History of the Loudoun County Courthouse
Loudoun County Beginnings
Loudoun County was formed in 1757 from a branch of Fairfax County. Loudoun County is named after John Campbell, who was the fourth earl of Loudoun and a Scottish nobleman. Campbell, at the time, was the titular governor of Virginia, from 1756 to 1758, and a former commander in chief of the British armed forces in Virginia.
Most of Leesburg was founded on the property of Nicholas Minor, who petitioned the General Assembly for the construction of a town on his land. Originally named Georgetown after King George I of England, the town’s name was later patriotically changed to Leesburg, in honor of Francis Lightfoot Lee, a signer of the Declaration of Independence. This name change was an excellent way for Leesburg to show its faith and support of our newly founded country.
There have been three courthouses in Loudoun County. The first was built in 1758, overseen by Aeneas Campbell, who was also the first sheriff of the county. The courthouse was fairly small, measuring 40 feet by 28 feet in size, and costing 365 pounds. It was constructed of brick and had five windows, which were framed with white oak. The window sashes were made of "well-seasoned pine," and each had shutters with hooks and bolts. The front door was 8 feet high and 4 1/2 feet wide.
The county court performed executive, legislative, and judicial duties. Originally, the county court met only quarterly. The justices of this era received no payment for their services, so only wealthy people who could afford to miss work in order to hold these positions. However, acting as a justice certainly had its rewards, as it enabled that person to function as the center of attention and power in local affairs. The Declaration of Independence was read on the steps of the first courthouse during August Court Days of 1776. It was the first reading of the document anywhere in the State of Virginia.
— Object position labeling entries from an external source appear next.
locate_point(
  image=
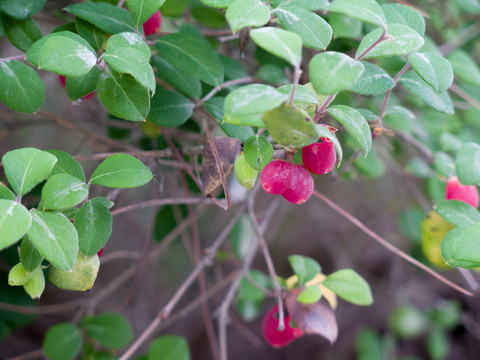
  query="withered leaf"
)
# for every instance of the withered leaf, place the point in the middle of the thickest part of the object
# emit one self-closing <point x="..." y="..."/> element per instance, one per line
<point x="228" y="149"/>
<point x="317" y="318"/>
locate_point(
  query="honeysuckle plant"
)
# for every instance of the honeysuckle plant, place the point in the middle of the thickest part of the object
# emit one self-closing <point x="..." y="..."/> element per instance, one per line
<point x="280" y="92"/>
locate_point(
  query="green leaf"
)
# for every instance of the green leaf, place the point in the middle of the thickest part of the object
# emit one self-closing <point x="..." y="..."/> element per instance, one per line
<point x="66" y="56"/>
<point x="401" y="40"/>
<point x="63" y="342"/>
<point x="364" y="10"/>
<point x="121" y="171"/>
<point x="180" y="80"/>
<point x="80" y="278"/>
<point x="305" y="4"/>
<point x="123" y="96"/>
<point x="303" y="94"/>
<point x="21" y="33"/>
<point x="21" y="9"/>
<point x="169" y="347"/>
<point x="218" y="3"/>
<point x="467" y="164"/>
<point x="373" y="81"/>
<point x="355" y="124"/>
<point x="458" y="213"/>
<point x="349" y="286"/>
<point x="142" y="10"/>
<point x="304" y="267"/>
<point x="252" y="99"/>
<point x="169" y="108"/>
<point x="26" y="168"/>
<point x="461" y="246"/>
<point x="435" y="70"/>
<point x="440" y="102"/>
<point x="29" y="255"/>
<point x="63" y="191"/>
<point x="15" y="220"/>
<point x="464" y="67"/>
<point x="22" y="89"/>
<point x="110" y="18"/>
<point x="258" y="152"/>
<point x="91" y="33"/>
<point x="94" y="226"/>
<point x="404" y="15"/>
<point x="18" y="276"/>
<point x="66" y="164"/>
<point x="310" y="295"/>
<point x="290" y="126"/>
<point x="315" y="32"/>
<point x="324" y="132"/>
<point x="129" y="40"/>
<point x="110" y="329"/>
<point x="194" y="55"/>
<point x="80" y="86"/>
<point x="331" y="72"/>
<point x="247" y="13"/>
<point x="6" y="193"/>
<point x="33" y="54"/>
<point x="284" y="44"/>
<point x="36" y="285"/>
<point x="126" y="60"/>
<point x="55" y="238"/>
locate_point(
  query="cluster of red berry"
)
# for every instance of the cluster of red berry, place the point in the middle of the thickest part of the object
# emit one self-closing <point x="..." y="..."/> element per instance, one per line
<point x="294" y="181"/>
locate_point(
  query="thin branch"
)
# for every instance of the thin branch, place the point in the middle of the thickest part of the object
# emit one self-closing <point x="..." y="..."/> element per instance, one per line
<point x="161" y="202"/>
<point x="165" y="312"/>
<point x="269" y="262"/>
<point x="218" y="163"/>
<point x="222" y="311"/>
<point x="387" y="245"/>
<point x="223" y="86"/>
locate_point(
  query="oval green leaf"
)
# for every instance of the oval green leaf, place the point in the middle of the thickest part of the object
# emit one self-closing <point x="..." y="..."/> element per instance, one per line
<point x="55" y="237"/>
<point x="331" y="72"/>
<point x="121" y="171"/>
<point x="349" y="286"/>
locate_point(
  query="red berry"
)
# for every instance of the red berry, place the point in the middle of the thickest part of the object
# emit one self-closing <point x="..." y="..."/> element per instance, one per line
<point x="101" y="251"/>
<point x="275" y="176"/>
<point x="466" y="193"/>
<point x="153" y="24"/>
<point x="277" y="338"/>
<point x="300" y="185"/>
<point x="319" y="158"/>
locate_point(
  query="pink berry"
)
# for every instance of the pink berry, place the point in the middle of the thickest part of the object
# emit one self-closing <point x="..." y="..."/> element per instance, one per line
<point x="277" y="338"/>
<point x="466" y="193"/>
<point x="319" y="158"/>
<point x="275" y="176"/>
<point x="153" y="24"/>
<point x="300" y="185"/>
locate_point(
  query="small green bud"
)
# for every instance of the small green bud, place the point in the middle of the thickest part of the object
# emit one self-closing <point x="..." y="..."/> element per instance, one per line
<point x="17" y="276"/>
<point x="81" y="278"/>
<point x="245" y="174"/>
<point x="35" y="286"/>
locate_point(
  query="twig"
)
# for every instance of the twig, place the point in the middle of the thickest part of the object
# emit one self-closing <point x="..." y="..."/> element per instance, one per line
<point x="218" y="163"/>
<point x="160" y="202"/>
<point x="465" y="96"/>
<point x="269" y="262"/>
<point x="222" y="311"/>
<point x="165" y="312"/>
<point x="387" y="245"/>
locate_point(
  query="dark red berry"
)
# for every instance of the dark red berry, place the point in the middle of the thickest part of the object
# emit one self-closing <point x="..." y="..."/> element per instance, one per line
<point x="277" y="338"/>
<point x="466" y="193"/>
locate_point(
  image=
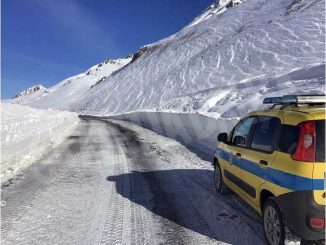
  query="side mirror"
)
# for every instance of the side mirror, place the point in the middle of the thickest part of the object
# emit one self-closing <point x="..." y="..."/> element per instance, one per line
<point x="239" y="140"/>
<point x="223" y="137"/>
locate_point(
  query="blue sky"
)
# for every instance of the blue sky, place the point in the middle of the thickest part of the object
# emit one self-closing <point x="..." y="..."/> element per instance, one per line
<point x="45" y="41"/>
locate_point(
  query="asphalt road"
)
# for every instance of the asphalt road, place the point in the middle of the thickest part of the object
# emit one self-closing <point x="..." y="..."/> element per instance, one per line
<point x="111" y="182"/>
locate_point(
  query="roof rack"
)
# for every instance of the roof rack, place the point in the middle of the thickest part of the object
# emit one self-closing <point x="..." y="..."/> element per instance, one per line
<point x="296" y="100"/>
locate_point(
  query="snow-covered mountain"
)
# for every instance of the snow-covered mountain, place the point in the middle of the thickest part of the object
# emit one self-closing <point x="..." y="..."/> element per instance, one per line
<point x="38" y="88"/>
<point x="72" y="89"/>
<point x="223" y="63"/>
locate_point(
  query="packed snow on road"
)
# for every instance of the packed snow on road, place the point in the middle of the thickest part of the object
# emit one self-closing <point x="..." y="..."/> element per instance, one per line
<point x="112" y="182"/>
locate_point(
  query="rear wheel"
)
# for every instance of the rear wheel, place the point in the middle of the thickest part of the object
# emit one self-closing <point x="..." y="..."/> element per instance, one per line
<point x="274" y="227"/>
<point x="219" y="185"/>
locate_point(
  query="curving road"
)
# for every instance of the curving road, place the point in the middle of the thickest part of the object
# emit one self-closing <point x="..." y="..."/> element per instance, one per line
<point x="112" y="182"/>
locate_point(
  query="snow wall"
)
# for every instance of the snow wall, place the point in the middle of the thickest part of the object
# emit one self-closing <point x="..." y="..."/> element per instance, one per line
<point x="28" y="133"/>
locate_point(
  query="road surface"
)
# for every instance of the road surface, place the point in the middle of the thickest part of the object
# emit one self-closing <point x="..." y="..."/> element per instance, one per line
<point x="112" y="182"/>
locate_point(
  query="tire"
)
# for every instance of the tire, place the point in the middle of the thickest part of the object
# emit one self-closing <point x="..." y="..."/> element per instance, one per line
<point x="218" y="178"/>
<point x="273" y="223"/>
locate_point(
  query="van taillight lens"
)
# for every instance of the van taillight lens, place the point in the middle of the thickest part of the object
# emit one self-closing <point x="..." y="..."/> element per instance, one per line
<point x="317" y="222"/>
<point x="305" y="151"/>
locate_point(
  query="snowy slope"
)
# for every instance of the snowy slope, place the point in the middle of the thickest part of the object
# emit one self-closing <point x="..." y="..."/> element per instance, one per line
<point x="27" y="132"/>
<point x="71" y="89"/>
<point x="36" y="89"/>
<point x="224" y="64"/>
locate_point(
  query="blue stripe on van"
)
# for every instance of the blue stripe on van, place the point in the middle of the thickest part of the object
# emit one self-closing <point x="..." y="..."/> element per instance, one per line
<point x="286" y="180"/>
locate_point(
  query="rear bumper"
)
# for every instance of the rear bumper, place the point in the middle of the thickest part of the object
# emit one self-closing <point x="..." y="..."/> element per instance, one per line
<point x="298" y="207"/>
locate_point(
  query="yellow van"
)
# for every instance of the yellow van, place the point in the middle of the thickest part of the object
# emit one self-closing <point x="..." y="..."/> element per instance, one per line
<point x="275" y="160"/>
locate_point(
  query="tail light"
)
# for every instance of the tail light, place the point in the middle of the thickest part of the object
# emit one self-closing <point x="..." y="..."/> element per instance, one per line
<point x="317" y="222"/>
<point x="305" y="151"/>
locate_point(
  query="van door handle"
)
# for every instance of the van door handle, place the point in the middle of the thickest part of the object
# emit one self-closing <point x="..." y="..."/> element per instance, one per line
<point x="263" y="162"/>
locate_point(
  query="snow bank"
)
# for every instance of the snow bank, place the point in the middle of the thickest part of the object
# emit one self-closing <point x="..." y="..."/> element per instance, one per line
<point x="26" y="133"/>
<point x="196" y="131"/>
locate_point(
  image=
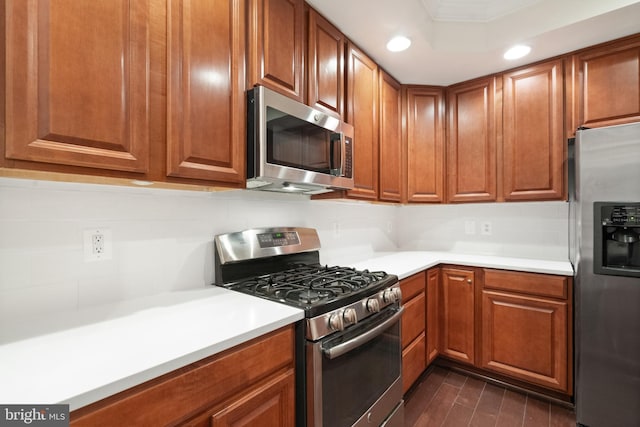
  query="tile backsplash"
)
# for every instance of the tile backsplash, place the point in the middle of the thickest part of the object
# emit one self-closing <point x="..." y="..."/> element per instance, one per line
<point x="163" y="239"/>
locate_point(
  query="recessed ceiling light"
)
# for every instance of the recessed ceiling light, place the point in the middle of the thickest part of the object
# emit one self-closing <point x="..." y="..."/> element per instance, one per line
<point x="517" y="51"/>
<point x="398" y="44"/>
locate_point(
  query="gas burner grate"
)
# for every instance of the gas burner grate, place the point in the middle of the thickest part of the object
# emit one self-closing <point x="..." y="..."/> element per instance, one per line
<point x="310" y="284"/>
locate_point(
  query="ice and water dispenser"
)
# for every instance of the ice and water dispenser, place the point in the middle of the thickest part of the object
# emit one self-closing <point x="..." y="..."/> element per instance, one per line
<point x="617" y="239"/>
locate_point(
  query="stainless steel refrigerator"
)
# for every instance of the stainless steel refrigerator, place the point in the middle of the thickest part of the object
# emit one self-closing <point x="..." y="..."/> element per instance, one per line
<point x="605" y="251"/>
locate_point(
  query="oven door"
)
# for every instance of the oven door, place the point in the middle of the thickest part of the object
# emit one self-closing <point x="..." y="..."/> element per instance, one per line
<point x="354" y="377"/>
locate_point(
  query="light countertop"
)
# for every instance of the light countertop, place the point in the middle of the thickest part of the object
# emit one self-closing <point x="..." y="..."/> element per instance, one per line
<point x="84" y="356"/>
<point x="404" y="264"/>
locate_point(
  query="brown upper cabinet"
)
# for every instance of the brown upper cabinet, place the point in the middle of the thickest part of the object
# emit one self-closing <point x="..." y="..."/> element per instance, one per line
<point x="325" y="70"/>
<point x="391" y="171"/>
<point x="276" y="46"/>
<point x="362" y="113"/>
<point x="424" y="140"/>
<point x="77" y="83"/>
<point x="534" y="147"/>
<point x="205" y="90"/>
<point x="474" y="109"/>
<point x="607" y="84"/>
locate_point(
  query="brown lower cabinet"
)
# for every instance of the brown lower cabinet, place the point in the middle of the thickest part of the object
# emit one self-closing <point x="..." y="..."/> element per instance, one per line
<point x="248" y="384"/>
<point x="514" y="326"/>
<point x="458" y="314"/>
<point x="413" y="328"/>
<point x="526" y="327"/>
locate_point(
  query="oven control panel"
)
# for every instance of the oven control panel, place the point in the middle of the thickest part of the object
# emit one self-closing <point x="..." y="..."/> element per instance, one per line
<point x="276" y="239"/>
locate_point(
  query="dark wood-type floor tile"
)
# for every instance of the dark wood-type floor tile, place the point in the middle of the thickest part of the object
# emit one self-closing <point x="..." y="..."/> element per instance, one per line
<point x="444" y="398"/>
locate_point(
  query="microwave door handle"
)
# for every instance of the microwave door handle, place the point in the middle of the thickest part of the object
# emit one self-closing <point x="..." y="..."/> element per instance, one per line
<point x="335" y="146"/>
<point x="362" y="339"/>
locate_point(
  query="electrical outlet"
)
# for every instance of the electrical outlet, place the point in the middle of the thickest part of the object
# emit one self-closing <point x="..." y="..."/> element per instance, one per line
<point x="485" y="228"/>
<point x="97" y="244"/>
<point x="336" y="229"/>
<point x="469" y="227"/>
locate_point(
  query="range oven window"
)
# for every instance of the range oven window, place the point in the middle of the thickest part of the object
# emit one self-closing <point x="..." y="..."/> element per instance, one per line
<point x="354" y="381"/>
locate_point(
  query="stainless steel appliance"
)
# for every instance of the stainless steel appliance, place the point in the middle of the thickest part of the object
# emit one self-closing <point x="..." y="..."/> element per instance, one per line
<point x="605" y="215"/>
<point x="292" y="147"/>
<point x="349" y="355"/>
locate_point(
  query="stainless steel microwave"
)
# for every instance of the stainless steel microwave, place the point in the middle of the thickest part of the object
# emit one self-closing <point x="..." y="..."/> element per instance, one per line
<point x="292" y="147"/>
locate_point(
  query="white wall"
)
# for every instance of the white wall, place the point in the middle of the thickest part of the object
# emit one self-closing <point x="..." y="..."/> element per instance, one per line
<point x="163" y="239"/>
<point x="524" y="229"/>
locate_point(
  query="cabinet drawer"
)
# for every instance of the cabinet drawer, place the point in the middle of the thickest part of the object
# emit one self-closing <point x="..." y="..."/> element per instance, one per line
<point x="412" y="286"/>
<point x="527" y="283"/>
<point x="413" y="319"/>
<point x="413" y="363"/>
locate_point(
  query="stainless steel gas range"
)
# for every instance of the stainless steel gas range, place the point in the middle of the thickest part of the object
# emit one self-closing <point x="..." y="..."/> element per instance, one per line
<point x="348" y="349"/>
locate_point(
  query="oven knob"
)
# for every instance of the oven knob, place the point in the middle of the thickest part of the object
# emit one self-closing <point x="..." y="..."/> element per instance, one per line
<point x="335" y="321"/>
<point x="373" y="305"/>
<point x="390" y="296"/>
<point x="350" y="316"/>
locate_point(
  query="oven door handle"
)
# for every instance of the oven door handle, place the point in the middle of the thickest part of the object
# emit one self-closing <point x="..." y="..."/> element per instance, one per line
<point x="347" y="346"/>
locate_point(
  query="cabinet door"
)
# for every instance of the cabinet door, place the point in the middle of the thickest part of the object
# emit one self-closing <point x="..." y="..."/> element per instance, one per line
<point x="413" y="318"/>
<point x="325" y="81"/>
<point x="205" y="93"/>
<point x="424" y="144"/>
<point x="458" y="323"/>
<point x="608" y="84"/>
<point x="533" y="133"/>
<point x="413" y="363"/>
<point x="391" y="171"/>
<point x="362" y="113"/>
<point x="276" y="42"/>
<point x="526" y="338"/>
<point x="270" y="406"/>
<point x="471" y="144"/>
<point x="433" y="324"/>
<point x="77" y="90"/>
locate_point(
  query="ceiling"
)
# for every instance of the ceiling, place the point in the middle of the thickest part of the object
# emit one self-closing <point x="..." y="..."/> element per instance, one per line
<point x="456" y="40"/>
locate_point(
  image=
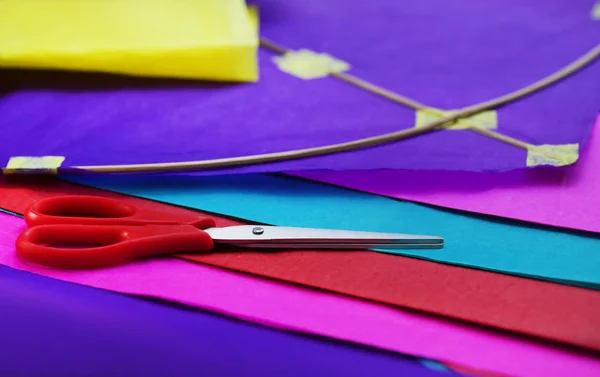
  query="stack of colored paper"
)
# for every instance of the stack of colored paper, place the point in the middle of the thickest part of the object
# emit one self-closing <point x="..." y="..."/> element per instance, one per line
<point x="511" y="186"/>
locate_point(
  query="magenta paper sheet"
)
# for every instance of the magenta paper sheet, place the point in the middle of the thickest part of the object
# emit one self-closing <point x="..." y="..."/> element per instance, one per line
<point x="294" y="308"/>
<point x="566" y="197"/>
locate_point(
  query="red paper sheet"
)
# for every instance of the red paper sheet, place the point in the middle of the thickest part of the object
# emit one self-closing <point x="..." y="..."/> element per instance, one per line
<point x="562" y="313"/>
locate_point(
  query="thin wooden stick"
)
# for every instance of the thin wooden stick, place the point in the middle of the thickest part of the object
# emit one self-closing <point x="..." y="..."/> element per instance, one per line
<point x="366" y="142"/>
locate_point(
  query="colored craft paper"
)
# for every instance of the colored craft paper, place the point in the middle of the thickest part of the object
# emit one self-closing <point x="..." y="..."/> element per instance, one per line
<point x="561" y="313"/>
<point x="560" y="197"/>
<point x="482" y="242"/>
<point x="303" y="310"/>
<point x="415" y="48"/>
<point x="88" y="327"/>
<point x="197" y="39"/>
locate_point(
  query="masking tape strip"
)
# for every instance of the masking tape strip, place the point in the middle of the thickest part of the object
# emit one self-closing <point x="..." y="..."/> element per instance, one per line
<point x="484" y="119"/>
<point x="309" y="65"/>
<point x="595" y="13"/>
<point x="29" y="165"/>
<point x="553" y="155"/>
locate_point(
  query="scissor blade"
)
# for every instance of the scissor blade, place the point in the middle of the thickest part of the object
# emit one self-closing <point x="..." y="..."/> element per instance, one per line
<point x="289" y="237"/>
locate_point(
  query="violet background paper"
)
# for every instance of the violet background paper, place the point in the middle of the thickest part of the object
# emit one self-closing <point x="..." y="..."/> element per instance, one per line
<point x="565" y="197"/>
<point x="444" y="54"/>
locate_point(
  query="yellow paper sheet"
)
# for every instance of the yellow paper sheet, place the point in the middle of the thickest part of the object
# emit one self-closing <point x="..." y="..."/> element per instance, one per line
<point x="194" y="39"/>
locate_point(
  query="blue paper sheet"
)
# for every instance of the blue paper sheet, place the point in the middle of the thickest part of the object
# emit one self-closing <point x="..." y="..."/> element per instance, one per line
<point x="482" y="242"/>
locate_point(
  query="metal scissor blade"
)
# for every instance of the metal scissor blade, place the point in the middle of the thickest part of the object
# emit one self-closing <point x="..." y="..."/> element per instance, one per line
<point x="289" y="237"/>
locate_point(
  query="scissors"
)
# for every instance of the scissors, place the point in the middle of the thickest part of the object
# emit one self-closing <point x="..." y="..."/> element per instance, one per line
<point x="80" y="232"/>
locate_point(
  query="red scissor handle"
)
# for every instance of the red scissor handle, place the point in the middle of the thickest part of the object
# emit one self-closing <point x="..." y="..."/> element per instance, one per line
<point x="109" y="245"/>
<point x="97" y="210"/>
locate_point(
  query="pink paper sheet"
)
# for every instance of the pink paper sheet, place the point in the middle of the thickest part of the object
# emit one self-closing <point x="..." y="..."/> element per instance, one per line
<point x="294" y="308"/>
<point x="564" y="197"/>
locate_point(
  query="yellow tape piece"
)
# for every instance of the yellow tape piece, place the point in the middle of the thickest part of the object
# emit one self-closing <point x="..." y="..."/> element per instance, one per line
<point x="485" y="119"/>
<point x="26" y="164"/>
<point x="595" y="13"/>
<point x="309" y="65"/>
<point x="553" y="155"/>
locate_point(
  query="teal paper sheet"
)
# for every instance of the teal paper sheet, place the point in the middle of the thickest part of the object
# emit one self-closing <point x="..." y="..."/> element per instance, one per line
<point x="477" y="241"/>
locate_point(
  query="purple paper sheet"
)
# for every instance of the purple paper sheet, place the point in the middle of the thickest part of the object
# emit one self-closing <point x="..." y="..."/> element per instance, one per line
<point x="54" y="328"/>
<point x="444" y="54"/>
<point x="566" y="197"/>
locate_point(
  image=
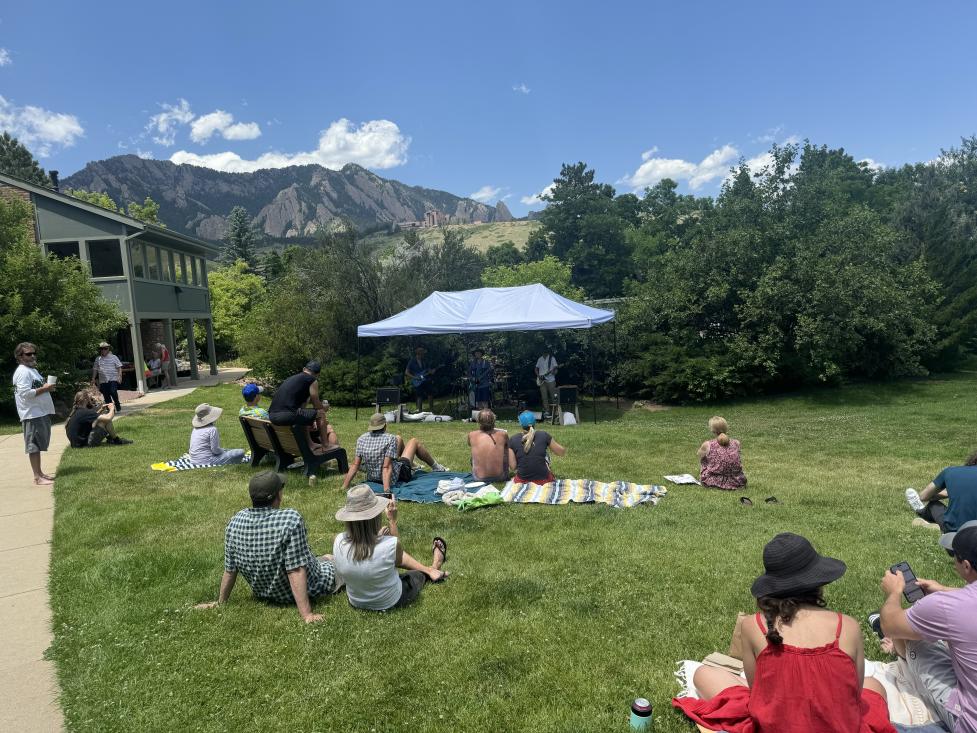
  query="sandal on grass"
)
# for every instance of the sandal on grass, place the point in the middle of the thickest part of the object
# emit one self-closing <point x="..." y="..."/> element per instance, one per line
<point x="440" y="544"/>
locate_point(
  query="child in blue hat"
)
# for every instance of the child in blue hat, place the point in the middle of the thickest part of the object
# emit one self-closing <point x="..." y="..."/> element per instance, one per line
<point x="252" y="395"/>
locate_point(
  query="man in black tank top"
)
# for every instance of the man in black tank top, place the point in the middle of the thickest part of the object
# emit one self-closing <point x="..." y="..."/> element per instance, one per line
<point x="288" y="406"/>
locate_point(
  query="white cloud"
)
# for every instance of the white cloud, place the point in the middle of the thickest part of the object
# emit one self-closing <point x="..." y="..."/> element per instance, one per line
<point x="486" y="194"/>
<point x="374" y="144"/>
<point x="163" y="126"/>
<point x="219" y="121"/>
<point x="653" y="169"/>
<point x="39" y="129"/>
<point x="537" y="198"/>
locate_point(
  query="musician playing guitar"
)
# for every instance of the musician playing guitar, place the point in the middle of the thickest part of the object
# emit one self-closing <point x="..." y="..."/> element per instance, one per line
<point x="546" y="379"/>
<point x="419" y="373"/>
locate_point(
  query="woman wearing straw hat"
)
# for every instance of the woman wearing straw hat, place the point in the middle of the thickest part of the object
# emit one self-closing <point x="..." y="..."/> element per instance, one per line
<point x="205" y="446"/>
<point x="368" y="554"/>
<point x="804" y="664"/>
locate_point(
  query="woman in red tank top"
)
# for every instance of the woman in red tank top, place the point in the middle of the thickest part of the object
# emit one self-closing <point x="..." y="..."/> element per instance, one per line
<point x="804" y="664"/>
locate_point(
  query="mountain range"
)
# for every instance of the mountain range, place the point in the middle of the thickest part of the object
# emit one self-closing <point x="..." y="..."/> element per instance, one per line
<point x="283" y="202"/>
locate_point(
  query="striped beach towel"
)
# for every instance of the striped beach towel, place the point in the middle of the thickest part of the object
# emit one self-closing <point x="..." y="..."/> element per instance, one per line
<point x="185" y="464"/>
<point x="618" y="494"/>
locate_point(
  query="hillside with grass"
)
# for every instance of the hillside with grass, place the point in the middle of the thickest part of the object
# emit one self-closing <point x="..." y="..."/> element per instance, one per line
<point x="554" y="617"/>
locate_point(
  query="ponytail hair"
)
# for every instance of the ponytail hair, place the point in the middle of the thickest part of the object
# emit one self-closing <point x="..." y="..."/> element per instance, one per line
<point x="783" y="610"/>
<point x="719" y="428"/>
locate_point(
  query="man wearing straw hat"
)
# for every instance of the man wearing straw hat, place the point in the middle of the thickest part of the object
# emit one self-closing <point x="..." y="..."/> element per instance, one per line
<point x="269" y="546"/>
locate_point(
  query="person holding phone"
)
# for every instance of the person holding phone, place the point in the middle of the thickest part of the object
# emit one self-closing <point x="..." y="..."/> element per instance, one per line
<point x="804" y="663"/>
<point x="32" y="393"/>
<point x="936" y="638"/>
<point x="367" y="554"/>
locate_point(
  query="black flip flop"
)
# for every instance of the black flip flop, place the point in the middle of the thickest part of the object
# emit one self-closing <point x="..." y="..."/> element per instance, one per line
<point x="440" y="544"/>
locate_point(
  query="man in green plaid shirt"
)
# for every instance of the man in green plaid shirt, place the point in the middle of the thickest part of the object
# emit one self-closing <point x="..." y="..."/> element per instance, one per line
<point x="269" y="546"/>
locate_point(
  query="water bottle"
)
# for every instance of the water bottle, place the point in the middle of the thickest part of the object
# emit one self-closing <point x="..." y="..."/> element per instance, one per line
<point x="641" y="714"/>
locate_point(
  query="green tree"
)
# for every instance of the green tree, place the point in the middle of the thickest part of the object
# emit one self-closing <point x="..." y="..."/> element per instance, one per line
<point x="234" y="292"/>
<point x="96" y="198"/>
<point x="47" y="301"/>
<point x="147" y="211"/>
<point x="550" y="271"/>
<point x="16" y="160"/>
<point x="240" y="239"/>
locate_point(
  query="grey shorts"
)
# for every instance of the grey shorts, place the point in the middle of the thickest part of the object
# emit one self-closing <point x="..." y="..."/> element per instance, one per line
<point x="37" y="434"/>
<point x="928" y="667"/>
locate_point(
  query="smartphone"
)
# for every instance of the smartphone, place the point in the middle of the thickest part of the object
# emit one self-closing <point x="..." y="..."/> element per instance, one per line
<point x="912" y="591"/>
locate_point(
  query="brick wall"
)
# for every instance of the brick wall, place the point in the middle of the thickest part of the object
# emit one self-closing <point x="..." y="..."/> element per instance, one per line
<point x="12" y="192"/>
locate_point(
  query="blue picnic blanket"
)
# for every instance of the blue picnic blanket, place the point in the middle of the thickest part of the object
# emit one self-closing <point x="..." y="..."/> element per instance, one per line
<point x="423" y="487"/>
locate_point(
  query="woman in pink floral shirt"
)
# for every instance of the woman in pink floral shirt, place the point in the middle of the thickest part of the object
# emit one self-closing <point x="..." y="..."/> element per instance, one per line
<point x="720" y="459"/>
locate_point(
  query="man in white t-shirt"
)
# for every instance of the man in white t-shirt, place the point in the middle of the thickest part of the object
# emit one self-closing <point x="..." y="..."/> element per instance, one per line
<point x="34" y="407"/>
<point x="107" y="374"/>
<point x="546" y="367"/>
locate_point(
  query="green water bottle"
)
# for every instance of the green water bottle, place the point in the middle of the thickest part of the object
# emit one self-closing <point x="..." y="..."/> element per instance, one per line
<point x="641" y="714"/>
Loudoun’s first jail was in close proximity to the first courthouse. The jail was built under the supervision of Daniel French, who was hired to build the "gaol and stocks" for 83 pounds. However, the court negligently provided French with either little or poor information regarding the construction of the jail. As a result, it ended up unsafe and badly built, certainly not good characteristics of a holding facility. Unable to meet the public’s demands, the county government declared the jail to be inadequate. Its use was terminated on November 14, 1759.
A second and larger courthouse was built in 1811, also of brick. It consisted of four large and beautiful stone pillars, of which there are still remnants in today’s courtyard. Several pieces of these pillars were saved by builder Joseph Layette Norris, and they were returned in 1978 "by caring citizens," as the plaque dedicating them reads. The second courthouse stood until about 1888. That courthouse survived the Civil War and, in fact, was the setting for a shootout between Yankee and Confederate soldiers on the front lawn.
The third and present courthouse was erected in 1895. It rises on four columns, has double doors, and is capped by a clock and bell housed in a belfry. In front of the courthouse stands a statue of a Confederate soldier. The statue was designed by F.S. Sievers, and dedicated to the courthouse in 1908. It serves as a memorial to the many Rebel soldiers who died fighting for the cause in which they believed. The modern courthouse is adjoined by other county offices and the Juvenile and Domestic Relations Court. In August 1987, the Office of the Commonwealth’s Attorney was transferred to the Valley Bank Building which is adjacent to the courthouse. The courthouse is part of the Leesburg Historic District recognized by the Virginia Historic Landmarks Commission.
Stocks and whipping posts have been relocated on the courthouse grounds. They portray a vivid image of the harsh methods of law enforcement utilized in our community’s past.